Open Tunings leben davon, dass man einfach "irgendwie" in die Saiten hauen kann, und es klingt "richtig". Man kann sehr gut rotzig spielen und es klingt trotzdem, weil ja "in sich" immer stimmig. Im Sinne von Keith also durchaus ergonomisches Spiel! Und weil es einfach geht und schnell gut klingt, hat man auch mal fix ein neues Riff im Kasten ohne dass man gross greifen und denken und sortieren muss.

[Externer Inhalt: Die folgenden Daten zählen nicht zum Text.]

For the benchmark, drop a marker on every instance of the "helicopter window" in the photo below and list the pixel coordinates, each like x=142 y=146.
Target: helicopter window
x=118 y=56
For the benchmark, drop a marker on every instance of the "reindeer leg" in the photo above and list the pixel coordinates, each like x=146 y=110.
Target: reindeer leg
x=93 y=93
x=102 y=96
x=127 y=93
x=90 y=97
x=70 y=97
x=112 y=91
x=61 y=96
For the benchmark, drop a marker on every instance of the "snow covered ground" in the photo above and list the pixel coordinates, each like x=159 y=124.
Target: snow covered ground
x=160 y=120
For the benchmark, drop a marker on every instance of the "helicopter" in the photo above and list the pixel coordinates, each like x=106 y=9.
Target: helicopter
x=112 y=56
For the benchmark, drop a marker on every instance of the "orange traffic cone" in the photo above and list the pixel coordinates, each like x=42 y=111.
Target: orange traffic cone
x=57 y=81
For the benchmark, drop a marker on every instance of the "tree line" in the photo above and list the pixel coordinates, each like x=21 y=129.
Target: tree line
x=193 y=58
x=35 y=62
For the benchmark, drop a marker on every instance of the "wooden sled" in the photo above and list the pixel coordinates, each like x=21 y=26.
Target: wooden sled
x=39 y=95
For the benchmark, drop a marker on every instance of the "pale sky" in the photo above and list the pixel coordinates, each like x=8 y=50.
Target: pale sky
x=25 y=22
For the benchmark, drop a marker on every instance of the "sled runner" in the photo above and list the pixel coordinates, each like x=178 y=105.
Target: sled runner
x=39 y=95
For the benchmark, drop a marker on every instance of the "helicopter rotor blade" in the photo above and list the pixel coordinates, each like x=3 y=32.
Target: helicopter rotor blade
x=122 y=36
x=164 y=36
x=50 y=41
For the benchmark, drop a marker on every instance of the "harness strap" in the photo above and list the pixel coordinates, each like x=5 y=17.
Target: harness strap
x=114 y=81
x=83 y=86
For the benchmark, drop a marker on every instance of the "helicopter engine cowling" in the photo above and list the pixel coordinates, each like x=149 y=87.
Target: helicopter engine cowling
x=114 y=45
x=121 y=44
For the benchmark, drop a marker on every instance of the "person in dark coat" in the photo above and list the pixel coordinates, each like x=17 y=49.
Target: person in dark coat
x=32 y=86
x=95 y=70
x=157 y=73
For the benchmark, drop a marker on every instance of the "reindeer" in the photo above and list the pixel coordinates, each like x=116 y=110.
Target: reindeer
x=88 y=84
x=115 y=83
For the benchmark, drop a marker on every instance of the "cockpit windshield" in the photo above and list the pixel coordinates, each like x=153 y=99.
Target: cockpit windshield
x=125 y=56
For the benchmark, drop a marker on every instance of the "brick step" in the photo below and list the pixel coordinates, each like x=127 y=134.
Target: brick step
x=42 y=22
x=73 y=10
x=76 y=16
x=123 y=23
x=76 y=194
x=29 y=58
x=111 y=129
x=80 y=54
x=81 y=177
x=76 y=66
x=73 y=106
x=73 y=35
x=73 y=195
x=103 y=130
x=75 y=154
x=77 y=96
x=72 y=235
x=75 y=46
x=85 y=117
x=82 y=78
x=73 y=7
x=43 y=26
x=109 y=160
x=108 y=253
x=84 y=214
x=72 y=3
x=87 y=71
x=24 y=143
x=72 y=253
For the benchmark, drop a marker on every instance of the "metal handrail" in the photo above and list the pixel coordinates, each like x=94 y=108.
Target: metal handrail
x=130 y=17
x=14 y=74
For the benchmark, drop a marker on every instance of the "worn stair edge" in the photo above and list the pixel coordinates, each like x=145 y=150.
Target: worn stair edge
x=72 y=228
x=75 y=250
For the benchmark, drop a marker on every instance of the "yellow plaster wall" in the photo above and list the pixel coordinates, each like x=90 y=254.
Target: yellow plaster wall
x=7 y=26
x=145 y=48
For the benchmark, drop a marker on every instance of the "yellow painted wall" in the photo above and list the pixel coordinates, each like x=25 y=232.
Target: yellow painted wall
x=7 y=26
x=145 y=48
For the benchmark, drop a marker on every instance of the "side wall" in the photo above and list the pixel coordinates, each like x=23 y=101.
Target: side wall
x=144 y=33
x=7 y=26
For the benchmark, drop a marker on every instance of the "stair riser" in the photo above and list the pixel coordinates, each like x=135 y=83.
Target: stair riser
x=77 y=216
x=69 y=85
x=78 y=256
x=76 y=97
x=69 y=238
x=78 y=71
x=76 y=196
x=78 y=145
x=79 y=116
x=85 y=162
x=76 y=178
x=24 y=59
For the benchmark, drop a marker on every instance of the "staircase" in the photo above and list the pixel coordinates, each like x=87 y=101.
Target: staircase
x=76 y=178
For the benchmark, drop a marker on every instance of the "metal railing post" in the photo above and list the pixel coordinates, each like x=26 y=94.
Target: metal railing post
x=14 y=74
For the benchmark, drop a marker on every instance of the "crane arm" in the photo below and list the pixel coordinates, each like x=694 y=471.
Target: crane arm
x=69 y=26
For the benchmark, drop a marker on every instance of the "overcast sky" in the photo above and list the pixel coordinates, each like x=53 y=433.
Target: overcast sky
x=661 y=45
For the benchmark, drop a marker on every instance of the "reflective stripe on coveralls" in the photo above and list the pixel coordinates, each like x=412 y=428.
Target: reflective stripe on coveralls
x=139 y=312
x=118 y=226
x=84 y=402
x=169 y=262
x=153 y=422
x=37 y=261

Wenn man eins tiefer einsteigt - bei Keith kommen gerne mal offene Saiten vor, die ja nun auch wieder anders klingen als gegriffene. Gutes Beispiel ist Brown Sugar - der Erste Akkord im Chorus ist ein "alle Saiten offen" G, und auch danach im Lick/Riff kommt noch mal die "null" vor. Das rumst wirklich fein. Sowas geht halt im Standard-Tuning bei einem Dur-Akkord quasi nicht... und auch genau deshalb ist so ein Stück nicht "authentisch" im Standard-Tuning nachzuspielen. Es klingt einfach immer anders - man muss kontrollierter rangehen, mehr abdämpfen, "besser"/sauberer spielen und sofort ist man in einem anderen musikalischen Territorium. Gilt ebenso und insbesondere so beim Slide-Spiel.
(Ich sage nicht, dass man nicht auch im Standard-Tuning geile Riffs spielen kann - das beweisen ja z.B. auch AC/DC oder ZZ Top und Co. - aber es gibt halt einen besonderen Charakter beim Open Tuning)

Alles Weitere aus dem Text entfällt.